Fast forward to the week after Thanksgiving. What's that, there on the bottom gums? A tooth? No.
Two teeth! There on the lower jaw are two of the sharpest things on the planet. What's better is that she's decided that Christmastime seems like the perfect time to start anew with some more teeth.
We all have our methods for dealing. I like the Hyland's route- it's easy and natural and Gianna likes it a lot better than the teething gel, which burns like a mo-fo (I tried it on my own gums- yeeeowch!) When the times get tough, good old Infant Tylenol does the trick, albeit in a less crunchy (but much more direct) way.

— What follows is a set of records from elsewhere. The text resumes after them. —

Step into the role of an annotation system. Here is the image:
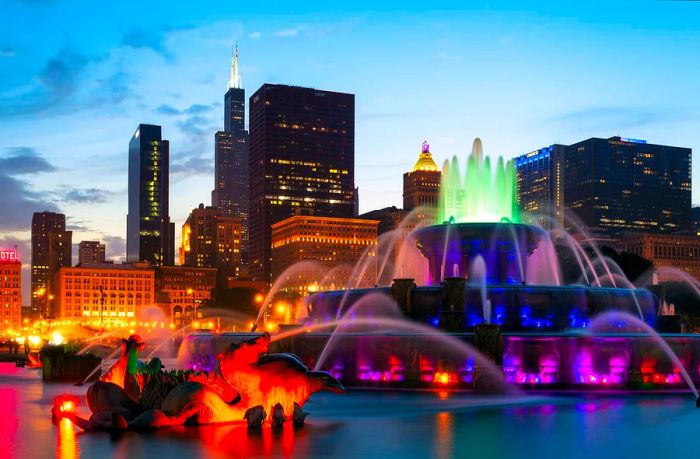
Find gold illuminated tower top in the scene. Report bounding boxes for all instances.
[411,141,440,172]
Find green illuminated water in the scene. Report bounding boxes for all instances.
[435,138,520,224]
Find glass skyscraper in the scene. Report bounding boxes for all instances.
[211,47,248,264]
[126,124,175,266]
[249,84,355,282]
[515,137,692,235]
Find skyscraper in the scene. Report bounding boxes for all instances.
[403,142,442,223]
[126,124,175,266]
[180,204,241,276]
[31,211,73,318]
[78,241,105,265]
[249,84,355,282]
[515,137,692,235]
[211,46,248,263]
[0,249,22,330]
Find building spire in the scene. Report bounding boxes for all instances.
[228,43,243,89]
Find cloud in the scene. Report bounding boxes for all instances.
[177,115,214,137]
[273,25,305,38]
[122,27,172,59]
[0,147,56,175]
[37,48,98,99]
[156,105,182,116]
[59,188,112,204]
[0,48,131,116]
[156,104,218,116]
[170,156,214,175]
[102,234,126,260]
[0,147,58,231]
[546,106,686,134]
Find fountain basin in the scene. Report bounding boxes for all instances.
[415,222,549,285]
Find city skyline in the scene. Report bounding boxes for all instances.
[0,2,700,302]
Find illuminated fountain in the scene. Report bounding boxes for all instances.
[179,139,700,393]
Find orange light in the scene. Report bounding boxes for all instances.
[433,373,453,384]
[58,400,75,413]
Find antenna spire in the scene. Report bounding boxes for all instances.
[228,43,243,89]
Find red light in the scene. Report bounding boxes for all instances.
[53,394,78,413]
[433,373,456,384]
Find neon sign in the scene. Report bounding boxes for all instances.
[0,249,19,263]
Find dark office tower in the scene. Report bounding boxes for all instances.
[126,124,175,266]
[249,84,355,282]
[515,144,566,228]
[32,211,73,318]
[515,137,692,236]
[211,47,248,264]
[78,241,105,265]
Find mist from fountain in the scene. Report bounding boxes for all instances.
[271,317,518,393]
[254,260,323,326]
[469,255,491,324]
[314,293,402,371]
[587,311,699,400]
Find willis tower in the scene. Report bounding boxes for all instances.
[211,46,248,273]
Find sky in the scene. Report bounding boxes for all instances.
[0,0,700,302]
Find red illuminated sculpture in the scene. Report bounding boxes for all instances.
[52,333,344,430]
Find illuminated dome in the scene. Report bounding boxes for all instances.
[412,142,440,172]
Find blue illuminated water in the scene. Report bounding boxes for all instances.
[0,364,700,459]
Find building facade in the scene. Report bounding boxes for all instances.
[126,124,175,266]
[31,211,73,318]
[0,249,22,330]
[249,84,355,282]
[403,142,442,224]
[78,241,105,265]
[514,144,564,228]
[211,47,249,264]
[272,215,379,295]
[515,137,692,235]
[55,262,155,323]
[156,266,217,328]
[180,204,242,277]
[620,234,700,282]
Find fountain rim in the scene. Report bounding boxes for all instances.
[306,284,656,298]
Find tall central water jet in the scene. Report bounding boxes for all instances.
[435,138,520,224]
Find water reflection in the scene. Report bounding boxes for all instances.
[56,419,80,459]
[435,411,455,458]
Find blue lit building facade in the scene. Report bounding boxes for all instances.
[126,124,175,266]
[515,137,692,235]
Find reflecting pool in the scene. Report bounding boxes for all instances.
[0,363,700,458]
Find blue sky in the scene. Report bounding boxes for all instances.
[0,0,700,304]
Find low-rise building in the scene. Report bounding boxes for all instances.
[156,266,217,327]
[272,215,379,295]
[51,262,155,322]
[620,233,700,282]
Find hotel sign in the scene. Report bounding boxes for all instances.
[0,249,19,263]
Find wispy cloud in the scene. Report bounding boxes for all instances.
[156,104,218,116]
[273,25,306,38]
[546,106,689,134]
[59,188,113,204]
[0,147,58,231]
[122,27,173,60]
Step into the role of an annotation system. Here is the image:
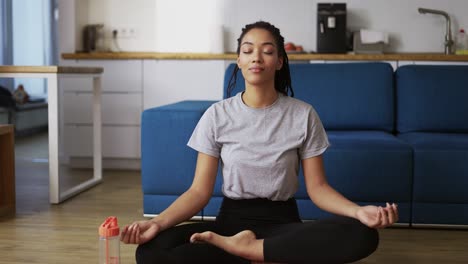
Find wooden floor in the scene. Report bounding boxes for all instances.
[0,133,468,264]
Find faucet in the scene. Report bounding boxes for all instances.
[418,8,454,54]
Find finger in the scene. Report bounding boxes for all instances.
[120,225,128,244]
[369,207,382,228]
[392,204,400,222]
[135,228,140,244]
[130,224,138,244]
[385,203,395,224]
[379,207,388,227]
[190,233,200,243]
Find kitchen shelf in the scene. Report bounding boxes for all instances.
[62,52,468,62]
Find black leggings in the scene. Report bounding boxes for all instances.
[136,198,379,264]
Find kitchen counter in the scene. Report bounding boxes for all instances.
[62,52,468,62]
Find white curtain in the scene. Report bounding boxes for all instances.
[11,0,56,97]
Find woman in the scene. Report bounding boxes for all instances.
[121,21,398,263]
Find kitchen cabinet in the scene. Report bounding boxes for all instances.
[59,60,143,169]
[60,53,468,169]
[143,60,229,109]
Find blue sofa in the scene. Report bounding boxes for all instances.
[141,62,468,225]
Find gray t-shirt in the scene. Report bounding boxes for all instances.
[187,93,329,201]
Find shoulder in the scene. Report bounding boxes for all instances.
[207,95,238,113]
[283,96,315,114]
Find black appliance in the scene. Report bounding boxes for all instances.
[83,24,104,52]
[317,3,348,53]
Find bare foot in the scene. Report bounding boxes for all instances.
[190,230,263,262]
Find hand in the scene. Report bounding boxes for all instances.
[120,220,161,244]
[356,203,398,228]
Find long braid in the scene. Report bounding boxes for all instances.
[227,21,294,97]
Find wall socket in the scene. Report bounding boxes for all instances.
[112,27,137,39]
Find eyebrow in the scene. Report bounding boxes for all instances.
[241,41,276,47]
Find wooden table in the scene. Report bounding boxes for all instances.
[0,66,103,204]
[0,125,16,216]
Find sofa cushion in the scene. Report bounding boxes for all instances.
[396,65,468,133]
[141,101,218,199]
[398,132,468,203]
[296,131,412,202]
[398,132,468,225]
[224,62,395,132]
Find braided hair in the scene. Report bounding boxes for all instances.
[227,21,294,97]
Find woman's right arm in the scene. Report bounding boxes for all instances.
[121,152,219,244]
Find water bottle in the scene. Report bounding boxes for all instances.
[455,28,468,55]
[99,216,120,264]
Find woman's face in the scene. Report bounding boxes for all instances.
[237,28,283,86]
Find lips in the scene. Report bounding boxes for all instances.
[249,66,265,73]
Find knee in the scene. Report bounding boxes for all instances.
[353,222,379,259]
[135,243,168,264]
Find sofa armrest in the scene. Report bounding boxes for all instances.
[141,101,215,214]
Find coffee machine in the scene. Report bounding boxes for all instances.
[83,24,104,52]
[317,3,348,53]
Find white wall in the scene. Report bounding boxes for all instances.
[59,0,468,52]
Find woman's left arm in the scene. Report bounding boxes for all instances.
[302,155,398,228]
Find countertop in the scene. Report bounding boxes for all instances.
[62,52,468,62]
[0,65,104,74]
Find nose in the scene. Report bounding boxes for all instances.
[252,50,263,63]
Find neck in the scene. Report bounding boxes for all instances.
[242,87,279,108]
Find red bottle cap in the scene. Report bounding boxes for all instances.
[99,216,120,237]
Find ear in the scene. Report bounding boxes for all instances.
[276,57,284,71]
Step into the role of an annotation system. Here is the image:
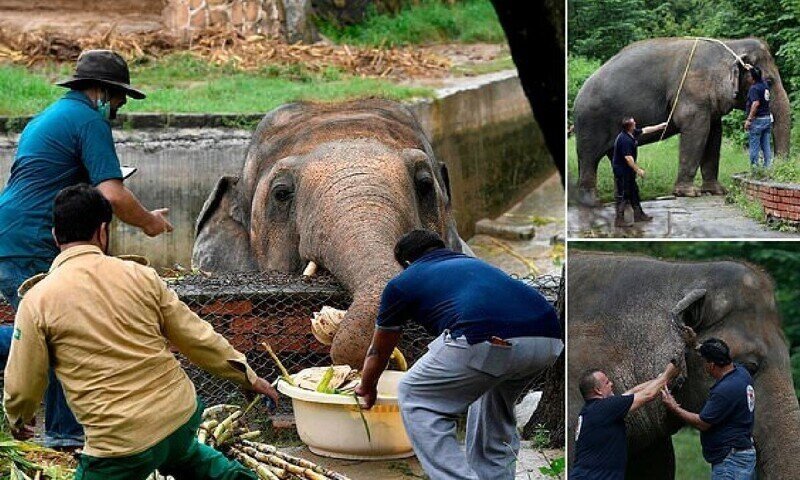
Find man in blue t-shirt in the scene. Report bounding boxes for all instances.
[356,230,564,480]
[569,362,679,480]
[0,50,172,447]
[611,117,667,227]
[744,67,772,168]
[662,338,756,480]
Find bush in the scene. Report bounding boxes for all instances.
[567,55,602,123]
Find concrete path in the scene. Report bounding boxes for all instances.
[281,442,564,480]
[467,173,564,276]
[568,196,800,239]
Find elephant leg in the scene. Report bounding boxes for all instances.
[673,108,710,197]
[700,119,728,195]
[577,136,605,207]
[625,437,675,480]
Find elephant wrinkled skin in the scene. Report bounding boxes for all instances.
[567,251,800,480]
[192,99,468,368]
[575,38,791,205]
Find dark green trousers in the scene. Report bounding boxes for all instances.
[75,400,258,480]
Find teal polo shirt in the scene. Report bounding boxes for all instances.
[0,90,122,259]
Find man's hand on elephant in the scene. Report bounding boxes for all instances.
[356,383,378,410]
[142,208,172,237]
[661,387,680,412]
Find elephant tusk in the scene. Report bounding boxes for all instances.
[302,262,317,277]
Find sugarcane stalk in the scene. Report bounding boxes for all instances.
[213,410,242,439]
[317,367,333,393]
[231,448,280,480]
[241,440,350,480]
[261,342,296,387]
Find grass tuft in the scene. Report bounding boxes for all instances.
[318,0,505,46]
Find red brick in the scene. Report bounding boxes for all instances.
[200,300,253,315]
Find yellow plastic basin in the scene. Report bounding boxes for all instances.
[278,370,414,460]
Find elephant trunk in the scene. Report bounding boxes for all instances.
[770,76,792,158]
[753,365,800,480]
[298,164,420,369]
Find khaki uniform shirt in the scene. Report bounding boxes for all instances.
[3,246,258,457]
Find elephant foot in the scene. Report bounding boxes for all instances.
[700,180,728,195]
[578,187,599,207]
[672,183,703,197]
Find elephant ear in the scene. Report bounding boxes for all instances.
[192,176,257,272]
[670,288,706,349]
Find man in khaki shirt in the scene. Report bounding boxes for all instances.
[3,185,278,479]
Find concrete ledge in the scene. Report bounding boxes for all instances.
[731,173,800,223]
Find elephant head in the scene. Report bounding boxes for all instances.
[192,99,466,367]
[725,38,792,157]
[568,252,800,479]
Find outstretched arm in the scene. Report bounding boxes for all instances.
[356,327,402,408]
[642,122,667,134]
[625,362,680,412]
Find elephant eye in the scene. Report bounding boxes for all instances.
[414,171,433,196]
[742,362,758,375]
[272,184,294,202]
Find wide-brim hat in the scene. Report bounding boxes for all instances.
[56,50,146,100]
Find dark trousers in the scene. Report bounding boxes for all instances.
[614,172,641,208]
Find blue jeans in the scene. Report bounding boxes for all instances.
[0,257,83,447]
[711,448,756,480]
[749,116,772,167]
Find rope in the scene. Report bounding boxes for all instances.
[683,37,749,70]
[658,37,700,142]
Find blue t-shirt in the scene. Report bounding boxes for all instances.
[700,365,756,465]
[0,91,122,259]
[611,128,642,175]
[377,248,561,344]
[569,395,633,480]
[745,80,769,117]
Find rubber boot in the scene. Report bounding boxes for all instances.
[633,205,653,222]
[614,201,633,228]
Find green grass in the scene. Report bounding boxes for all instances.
[567,136,750,202]
[672,428,711,480]
[0,55,433,115]
[319,0,505,46]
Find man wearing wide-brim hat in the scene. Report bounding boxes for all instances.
[0,50,172,447]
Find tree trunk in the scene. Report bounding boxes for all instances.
[522,267,566,448]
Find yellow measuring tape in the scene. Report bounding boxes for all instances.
[658,37,700,142]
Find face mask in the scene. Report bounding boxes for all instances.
[97,93,113,122]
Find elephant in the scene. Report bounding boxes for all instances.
[574,38,791,206]
[567,251,800,479]
[192,99,469,368]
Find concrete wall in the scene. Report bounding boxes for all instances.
[0,73,554,266]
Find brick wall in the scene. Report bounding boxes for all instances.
[734,175,800,222]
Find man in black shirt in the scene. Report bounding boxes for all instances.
[744,67,772,168]
[611,117,667,227]
[569,363,679,480]
[662,338,756,480]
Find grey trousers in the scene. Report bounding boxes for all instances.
[398,332,564,480]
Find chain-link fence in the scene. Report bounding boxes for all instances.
[0,272,561,444]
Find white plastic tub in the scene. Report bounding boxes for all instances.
[278,370,414,460]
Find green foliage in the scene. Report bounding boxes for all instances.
[672,428,711,480]
[318,0,505,46]
[539,457,566,478]
[571,241,800,402]
[567,55,601,123]
[0,55,433,115]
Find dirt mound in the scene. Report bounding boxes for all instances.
[0,28,451,78]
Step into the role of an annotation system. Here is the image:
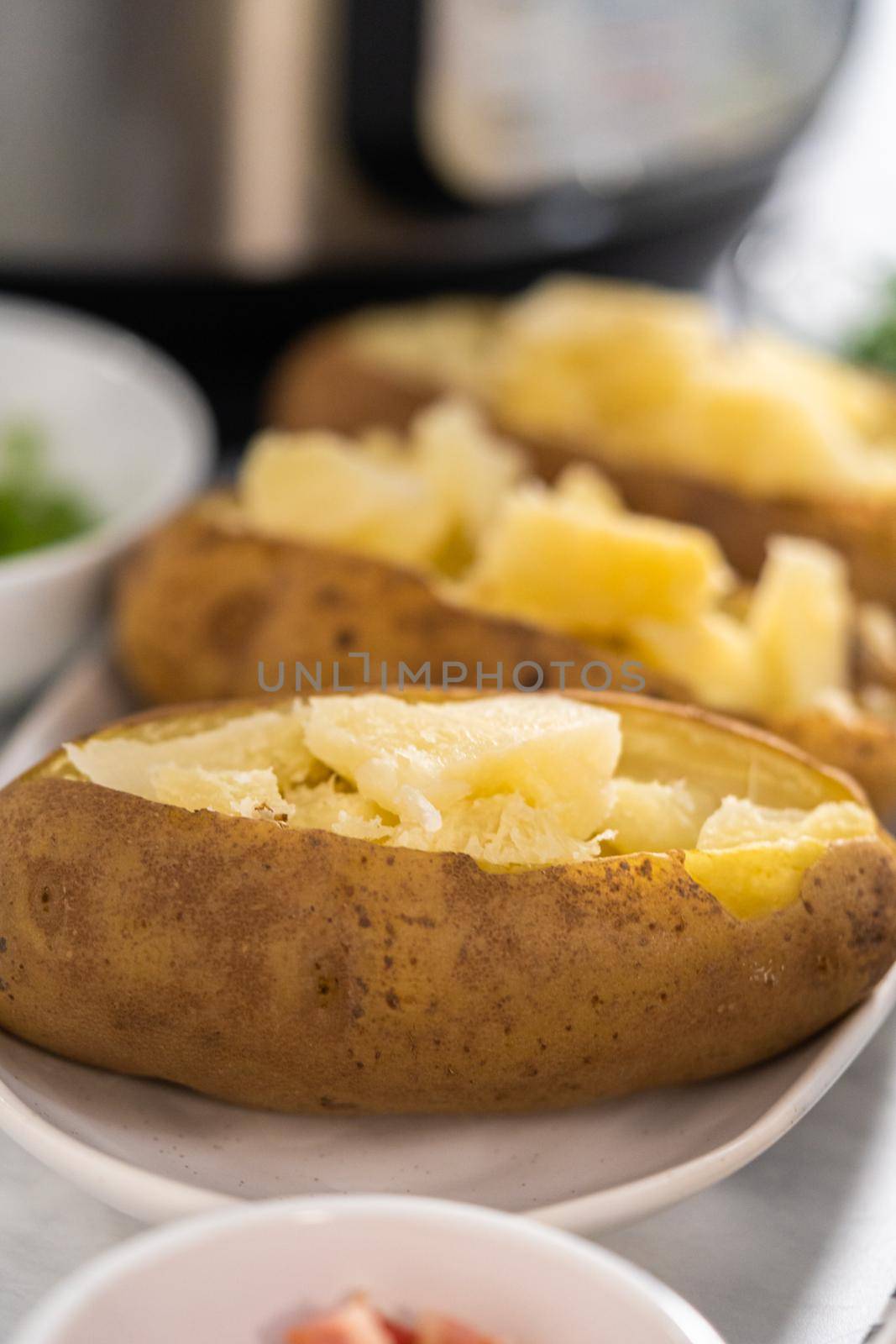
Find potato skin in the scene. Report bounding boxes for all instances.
[114,504,896,818]
[266,321,896,606]
[0,770,896,1113]
[116,506,674,704]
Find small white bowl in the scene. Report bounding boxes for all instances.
[0,297,215,707]
[9,1194,721,1344]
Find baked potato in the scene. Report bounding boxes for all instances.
[116,403,896,816]
[0,692,896,1113]
[266,277,896,605]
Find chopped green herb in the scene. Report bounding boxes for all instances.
[0,423,96,556]
[844,276,896,374]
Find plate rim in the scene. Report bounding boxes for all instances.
[0,965,896,1232]
[0,638,896,1231]
[9,1194,724,1344]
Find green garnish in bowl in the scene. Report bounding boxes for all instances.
[844,276,896,374]
[0,423,97,558]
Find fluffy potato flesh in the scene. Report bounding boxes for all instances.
[468,486,728,636]
[59,694,878,918]
[231,392,876,722]
[352,277,896,499]
[239,402,521,571]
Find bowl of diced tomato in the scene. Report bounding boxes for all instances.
[11,1194,721,1344]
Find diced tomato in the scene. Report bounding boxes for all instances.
[286,1301,394,1344]
[417,1315,500,1344]
[380,1315,419,1344]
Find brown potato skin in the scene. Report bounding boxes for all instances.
[114,504,896,818]
[265,323,896,606]
[116,504,673,704]
[0,747,896,1113]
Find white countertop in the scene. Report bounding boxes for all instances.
[0,1019,896,1344]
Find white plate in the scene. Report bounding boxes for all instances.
[0,654,896,1231]
[5,1196,721,1344]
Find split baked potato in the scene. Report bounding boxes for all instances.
[0,694,896,1113]
[116,402,896,816]
[266,277,896,605]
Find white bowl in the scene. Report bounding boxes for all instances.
[11,1194,721,1344]
[0,297,213,706]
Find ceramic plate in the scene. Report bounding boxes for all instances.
[0,654,896,1231]
[11,1194,723,1344]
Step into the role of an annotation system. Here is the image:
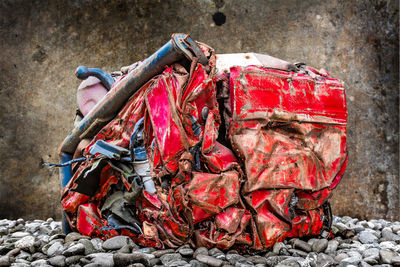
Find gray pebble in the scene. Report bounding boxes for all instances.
[62,243,85,257]
[325,239,339,254]
[179,248,193,257]
[160,253,182,265]
[363,257,379,265]
[272,242,286,255]
[151,249,175,258]
[312,238,328,253]
[292,239,312,252]
[86,253,114,267]
[379,249,399,264]
[357,231,378,244]
[362,248,379,259]
[48,255,65,267]
[32,252,47,260]
[289,248,308,258]
[137,248,156,254]
[208,248,224,257]
[276,258,301,267]
[46,242,64,257]
[90,240,104,251]
[390,256,400,266]
[382,227,400,243]
[31,259,47,266]
[235,260,254,267]
[15,251,32,261]
[358,261,371,267]
[0,227,8,236]
[335,253,349,262]
[150,258,161,266]
[103,235,129,250]
[113,252,150,266]
[193,247,208,258]
[196,254,223,267]
[11,232,31,238]
[225,254,245,265]
[78,239,96,255]
[117,244,132,253]
[246,256,267,264]
[166,260,190,267]
[65,255,84,266]
[0,256,11,266]
[65,232,88,244]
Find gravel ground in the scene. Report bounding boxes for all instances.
[0,217,400,267]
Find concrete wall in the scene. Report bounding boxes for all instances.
[0,0,400,220]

Mr. Clarateaches likes the Jim Beam method. He fills up his shot glass, generously douses the sprout (who LOVES whiskey and happily licks it off her gums- good grief, who knew?) and then shoots the rest down and heads happily to sleep, while I spend the night feeding a slightly buzzed baby.
Gianna has decided that she needs to chew fabric, and will also only suck her thumb after carefully maneuvering her sleeve or a blanket over it. It's like a moth attack, but whatever works.
Alas, this also means she can do some serious damage to me now. She bit me in her sleep a few days ago, and I almost passed out trying not to scream (I didn't want to wake her up, and I'm so sleep deprived, a wildebeest could have torn off a limb and I wouldn't have woken her up). Last night though, she was crabby and potentially sprouting a new tooth (or God help me, new teeth) and she bit me HARD. I screamed like I'd been shot, and the look of anguish on her face broke my heart. We both cried, and then when we pulled ourselves together, we went ahead and put an earring into the little hole she made.
She clearly has no idea that Mommy has feelings of her very own, and won't know this for a while, so I feel bad. We're going with the "stop nursing when it happens, and eventually she'll equate biting=stop nursing immediately" and that'll be the end of it. I've heard some random goofballery about poking or thumping or flicking babies when they bite, but it sounds like a quest for more ways to need to comfort a hurting baby. Or ignore a hurting baby, which is more sad.